1.        It is the first step that is the most difficult.

Starting something new is often difficult. There are so many doubts to clear, and pros and cons to weigh. As a result, people often hesitate a lot before taking the first step. But once taken, the rest can be smooth sailing.

2.        Better late than never.

We sometimes do not or cannot do a certain thing when appropriate or necessary. Later we may regret it. Now, if that thing is really important and worth doing, then we should do it, even if we are late.

3.        A stitch in time saves nine.

Spot a problem, fix it there and then. If you don’t do so, matters can get out of hand and the situation may get worse.

4.        Cut your coat according to the cloth.

If you spend more than you should, you will have to borrow money and consequently you may run into debt. That’s why it is advisable to live within your means; that is, spend less money than your income.

5.        You can’t put the clock back.

There is no going back in time once a particular time has passed. Therefore you cannot make things the same as they were before.

6.        You can’t have your cake and eat it too.

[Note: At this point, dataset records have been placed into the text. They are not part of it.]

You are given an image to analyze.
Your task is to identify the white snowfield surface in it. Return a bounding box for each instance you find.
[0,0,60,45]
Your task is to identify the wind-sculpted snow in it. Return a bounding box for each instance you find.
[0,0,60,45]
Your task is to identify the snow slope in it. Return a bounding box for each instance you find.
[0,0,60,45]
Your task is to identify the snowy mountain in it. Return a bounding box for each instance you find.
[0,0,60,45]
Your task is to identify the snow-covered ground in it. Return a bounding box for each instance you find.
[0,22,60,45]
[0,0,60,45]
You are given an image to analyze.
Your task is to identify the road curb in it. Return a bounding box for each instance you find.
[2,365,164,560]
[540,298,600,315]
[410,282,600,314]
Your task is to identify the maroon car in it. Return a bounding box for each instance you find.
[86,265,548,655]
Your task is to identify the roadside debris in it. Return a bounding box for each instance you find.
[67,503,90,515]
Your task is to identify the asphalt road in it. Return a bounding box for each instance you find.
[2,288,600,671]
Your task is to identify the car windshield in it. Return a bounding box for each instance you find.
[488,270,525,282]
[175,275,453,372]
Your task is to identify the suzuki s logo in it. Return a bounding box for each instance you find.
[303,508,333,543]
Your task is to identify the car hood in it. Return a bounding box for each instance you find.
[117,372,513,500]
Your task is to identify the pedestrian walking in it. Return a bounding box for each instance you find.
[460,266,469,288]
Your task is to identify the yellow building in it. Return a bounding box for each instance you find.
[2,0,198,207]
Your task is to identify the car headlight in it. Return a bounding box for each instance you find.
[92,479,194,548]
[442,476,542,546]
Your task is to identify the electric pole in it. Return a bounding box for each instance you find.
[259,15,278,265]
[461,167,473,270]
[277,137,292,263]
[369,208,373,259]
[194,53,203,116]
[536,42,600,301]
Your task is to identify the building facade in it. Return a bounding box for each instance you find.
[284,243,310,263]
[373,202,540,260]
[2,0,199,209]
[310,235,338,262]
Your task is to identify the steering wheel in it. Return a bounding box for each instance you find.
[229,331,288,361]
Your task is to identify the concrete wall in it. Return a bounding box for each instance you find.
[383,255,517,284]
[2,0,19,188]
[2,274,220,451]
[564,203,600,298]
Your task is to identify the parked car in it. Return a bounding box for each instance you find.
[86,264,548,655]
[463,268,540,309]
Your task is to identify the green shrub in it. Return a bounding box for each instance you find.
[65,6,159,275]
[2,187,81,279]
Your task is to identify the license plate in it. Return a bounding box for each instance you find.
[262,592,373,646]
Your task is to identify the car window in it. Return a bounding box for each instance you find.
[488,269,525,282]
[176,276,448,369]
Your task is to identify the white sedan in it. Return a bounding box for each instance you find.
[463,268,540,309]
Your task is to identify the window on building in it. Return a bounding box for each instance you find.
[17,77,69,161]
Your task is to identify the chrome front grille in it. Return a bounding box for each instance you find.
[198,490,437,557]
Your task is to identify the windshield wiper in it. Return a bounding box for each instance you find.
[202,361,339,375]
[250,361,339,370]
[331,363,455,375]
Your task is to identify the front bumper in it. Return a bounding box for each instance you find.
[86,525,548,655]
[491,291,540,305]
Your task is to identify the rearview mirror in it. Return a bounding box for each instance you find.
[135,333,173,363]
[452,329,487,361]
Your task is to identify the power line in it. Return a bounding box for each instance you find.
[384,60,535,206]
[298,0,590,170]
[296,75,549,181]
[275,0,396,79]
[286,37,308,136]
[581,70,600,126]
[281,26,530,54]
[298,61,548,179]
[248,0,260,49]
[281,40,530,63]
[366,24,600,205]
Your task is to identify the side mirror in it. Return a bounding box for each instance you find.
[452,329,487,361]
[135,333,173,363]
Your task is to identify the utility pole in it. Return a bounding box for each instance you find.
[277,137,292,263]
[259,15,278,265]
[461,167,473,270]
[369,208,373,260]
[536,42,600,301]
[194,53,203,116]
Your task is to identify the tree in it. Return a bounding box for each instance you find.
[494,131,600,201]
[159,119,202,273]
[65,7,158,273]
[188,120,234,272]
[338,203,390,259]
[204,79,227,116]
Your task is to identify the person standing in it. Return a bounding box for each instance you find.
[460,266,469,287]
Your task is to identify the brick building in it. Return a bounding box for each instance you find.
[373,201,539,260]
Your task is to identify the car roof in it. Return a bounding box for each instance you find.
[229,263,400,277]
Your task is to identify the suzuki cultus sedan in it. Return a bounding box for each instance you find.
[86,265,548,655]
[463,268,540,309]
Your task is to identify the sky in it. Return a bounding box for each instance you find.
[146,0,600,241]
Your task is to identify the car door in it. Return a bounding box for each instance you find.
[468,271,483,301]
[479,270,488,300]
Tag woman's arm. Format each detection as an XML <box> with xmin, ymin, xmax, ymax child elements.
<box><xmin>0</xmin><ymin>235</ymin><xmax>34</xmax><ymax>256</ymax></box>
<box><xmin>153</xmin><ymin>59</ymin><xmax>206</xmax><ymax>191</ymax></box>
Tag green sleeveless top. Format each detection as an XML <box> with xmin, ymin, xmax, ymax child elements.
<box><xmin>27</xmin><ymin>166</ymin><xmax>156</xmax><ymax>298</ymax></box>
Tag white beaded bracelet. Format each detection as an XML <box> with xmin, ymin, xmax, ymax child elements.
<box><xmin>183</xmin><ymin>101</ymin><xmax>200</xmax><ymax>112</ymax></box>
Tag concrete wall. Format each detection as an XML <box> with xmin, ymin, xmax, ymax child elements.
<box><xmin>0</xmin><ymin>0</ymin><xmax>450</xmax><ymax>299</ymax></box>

Once the cake is eaten, it is gone. You can’t eat it without losing it. Similarly, sometimes you are in a situation in which you want to use something and, at the same time, you don’t want to lose it. It’s not possible, is it? You will have to make a decision. You can’t have it both ways!

7.        Patience is a virtue.

Things happen in their own time. You sometimes can’t make things happen. Waiting for things needs patience. Good things often take a long time to happen. Many, instead of waiting, take some rash action, and later suffer or regret. If you can wait patiently, it is a virtue.

8.        It is easy to be wise after the event.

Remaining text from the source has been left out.